GCHQ director Iain Lobban has said there were “enduring lessons” to be drawn from the work of Alan Turing.
Based at Bletchley Park, the mathematician was part of the team that cracked the Nazi Enigma code – a vital part of the allied war effort.
He is now widely recognised as a computing pioneer.
However, at the time of the death – which an inquest recorded as suicide – he was virtually unknown to the public. His work at Bletchley was kept secret until 1974.
Mr Lobban said at an event in Leeds that Turing had a played a key part in the “irrevocable change” that eventually led to the development of the “highly technological intelligence organisation that GCHQ is today”.

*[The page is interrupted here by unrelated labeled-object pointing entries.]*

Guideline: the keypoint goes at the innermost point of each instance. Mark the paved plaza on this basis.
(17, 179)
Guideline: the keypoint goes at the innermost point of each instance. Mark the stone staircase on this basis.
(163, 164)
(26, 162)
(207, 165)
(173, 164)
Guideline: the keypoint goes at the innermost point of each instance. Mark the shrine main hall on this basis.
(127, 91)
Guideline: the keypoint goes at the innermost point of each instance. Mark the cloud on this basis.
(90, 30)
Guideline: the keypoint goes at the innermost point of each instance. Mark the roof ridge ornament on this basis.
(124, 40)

Describing Turing as one of the “great minds of the twentieth century” he said that staff at the organisation had demanded that he make “a big public deal” of Turing’s legacy as part of celebrations marking the centenary of the codebreaker’s birth.

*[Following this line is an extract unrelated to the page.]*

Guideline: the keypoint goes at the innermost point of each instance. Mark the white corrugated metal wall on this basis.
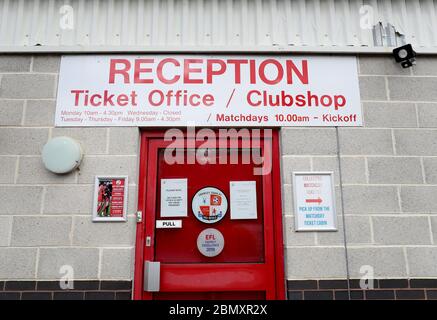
(218, 25)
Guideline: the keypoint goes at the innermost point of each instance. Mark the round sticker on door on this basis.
(210, 242)
(209, 205)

However, Mr Lobban said he didn’t want anyone to think GCHQ was “trying to claim that Turing is ours and nobody else’s”.
The codebreaking work at Bletchley marked a shift – Mr Lobban argued – to a mindset that “started to see technology as something that could be pitted against technology”.
He said the consensus among his staff was that today Turing would be employed in “Cyber”.
“Then, the challenge was to secure allied codes and ciphers” he said. “Today, securing cyberspace… requires the collaboration of experts as diverse both personally and intellectually as any we saw at Bletchley Park.”
Mr Lobban also praised the technological achievements of Turing’s colleagues – including Tommy Flowers, a post office engineer who designed and constructed the Colossus codebreaking digital computer.
Mr Lobban said technology “lies at the very heart of our mission. Engineers and technologists are an essential part of our success.”